For one, they are not a part of the company that employs their service. Headhunters are a sort of outsourced talent. They are paid via commission only when they find suitable candidates. Headhunters are also not involved in the hiring process. Their job is to locate suitable candidates and then pass on those candidates to the company they work with (their client). The HR department of the company employing the services of said headhunter then handles interviews and recruitments.
So why hire headhunters if a company already has recruitment staff and an HR department available? Headhunters bring new benefits to the table.
Headhunters Are Masters Of Specialization
Headhunters rarely operate in several industries simultaneously, if ever. They usually specialize in one industry. The result of this is that they gain extensive knowledge of that industry. They learn the ins and outs and trade secrets. They follow current trends and generally know what is required to succeed.
Having an operative with such knowledge and experience results in higher efficiency during the candidate selection process. Established headhunters like those at Gated Talent already know what is required of candidates at different levels of management, and they know what to look out for. In many cases, these headhunters find candidates with exceptional, not-easily-found skills and expertise. They go through resumes and profiles faster and more effectively, and only choose the best possible candidates.
They Have Access
Headhunters have a peculiar method of operation that grants them access to potential candidates that regular recruiters in the HR department just can’t reach. Headhunters, in their search for candidates, are not limited to active job seekers, job boards, or ads. A candidate doesn’t even have to indicate interest to be approached by a headhunter. What’s more, headhunters can also approach candidates who already have jobs, something the HR department just cannot do.
The absence of such limitations comes in handy in a headhunter’s search for candidates for C-suite level positions. These positions require special skills that may not be available in any available applicant.

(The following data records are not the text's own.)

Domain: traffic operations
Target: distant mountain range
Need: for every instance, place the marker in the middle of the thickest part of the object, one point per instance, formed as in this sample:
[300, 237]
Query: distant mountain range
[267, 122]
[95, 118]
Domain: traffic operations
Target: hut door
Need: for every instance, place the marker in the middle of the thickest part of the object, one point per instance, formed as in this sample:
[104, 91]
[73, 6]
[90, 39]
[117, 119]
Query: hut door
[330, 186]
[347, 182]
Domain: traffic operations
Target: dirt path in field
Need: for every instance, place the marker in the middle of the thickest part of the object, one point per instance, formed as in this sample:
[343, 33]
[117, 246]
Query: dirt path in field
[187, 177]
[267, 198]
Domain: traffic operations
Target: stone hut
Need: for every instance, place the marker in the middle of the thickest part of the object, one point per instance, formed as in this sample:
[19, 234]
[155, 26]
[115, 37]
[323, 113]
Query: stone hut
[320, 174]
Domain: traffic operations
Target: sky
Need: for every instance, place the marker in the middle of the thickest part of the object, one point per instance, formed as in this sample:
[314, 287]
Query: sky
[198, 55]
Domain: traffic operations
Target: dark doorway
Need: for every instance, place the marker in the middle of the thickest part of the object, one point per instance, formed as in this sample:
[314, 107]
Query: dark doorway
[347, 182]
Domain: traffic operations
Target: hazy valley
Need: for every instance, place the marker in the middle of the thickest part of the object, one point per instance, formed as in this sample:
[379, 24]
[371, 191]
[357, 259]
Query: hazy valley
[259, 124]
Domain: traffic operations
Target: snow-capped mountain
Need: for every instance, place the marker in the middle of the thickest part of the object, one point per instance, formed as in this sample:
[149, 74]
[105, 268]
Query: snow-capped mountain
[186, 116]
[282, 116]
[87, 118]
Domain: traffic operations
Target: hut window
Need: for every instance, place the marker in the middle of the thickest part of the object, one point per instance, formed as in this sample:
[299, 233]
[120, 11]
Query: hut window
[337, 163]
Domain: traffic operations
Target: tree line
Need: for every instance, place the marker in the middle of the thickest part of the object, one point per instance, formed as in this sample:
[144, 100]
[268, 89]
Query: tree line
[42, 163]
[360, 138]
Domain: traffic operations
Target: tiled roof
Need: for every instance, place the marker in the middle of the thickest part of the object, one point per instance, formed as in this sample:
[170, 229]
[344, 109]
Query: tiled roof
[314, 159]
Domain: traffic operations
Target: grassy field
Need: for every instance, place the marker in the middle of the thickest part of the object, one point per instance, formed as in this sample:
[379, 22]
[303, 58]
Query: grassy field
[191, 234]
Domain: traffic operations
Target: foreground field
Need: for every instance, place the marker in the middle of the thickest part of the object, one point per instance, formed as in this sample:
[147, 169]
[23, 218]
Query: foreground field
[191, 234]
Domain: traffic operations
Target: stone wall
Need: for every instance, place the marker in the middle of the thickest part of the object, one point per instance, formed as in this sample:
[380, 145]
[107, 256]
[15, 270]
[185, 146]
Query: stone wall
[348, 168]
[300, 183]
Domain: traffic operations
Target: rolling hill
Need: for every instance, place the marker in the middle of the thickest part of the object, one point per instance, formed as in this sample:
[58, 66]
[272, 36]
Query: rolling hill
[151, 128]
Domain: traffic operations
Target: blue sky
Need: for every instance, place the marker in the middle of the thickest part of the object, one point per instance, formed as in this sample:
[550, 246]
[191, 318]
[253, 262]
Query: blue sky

This is a possible occurrence as it is not far-fetched that highly trained executives with special skills are quickly scooped up by firms. But headhunters can approach executives who are already working with competitive firms to pitch the idea of working with yours. If they are interested and end up coming to work for you, you just won over a new, important member of your firm, something your HR would not be able to pull off.
Best Of All, They’re Discreet
Headhunters can carry out executive searches discreetly as companies may not want to advertise vacant top-level positions or might be planning to replace an executive. For example, if the CEO of a company is being replaced or is retiring, the board of directors may not want to publicize their search for a successor as this may invite negative PR. In a case like this, the company is in need of a candidate for the top-level position and requires a way to vet and select a possible replacement without alerting the general public or the CEO, as the case may be. This is where a headhunter’s skills are most needed. Only the headhunter can search for, locate and approach possible candidates while maintaining an air of secrecy.
A bonus reason is that headhunters only get paid when the candidate they find accepts the job offer. So until then, they will work tirelessly to ensure they their client (you) are satisfied.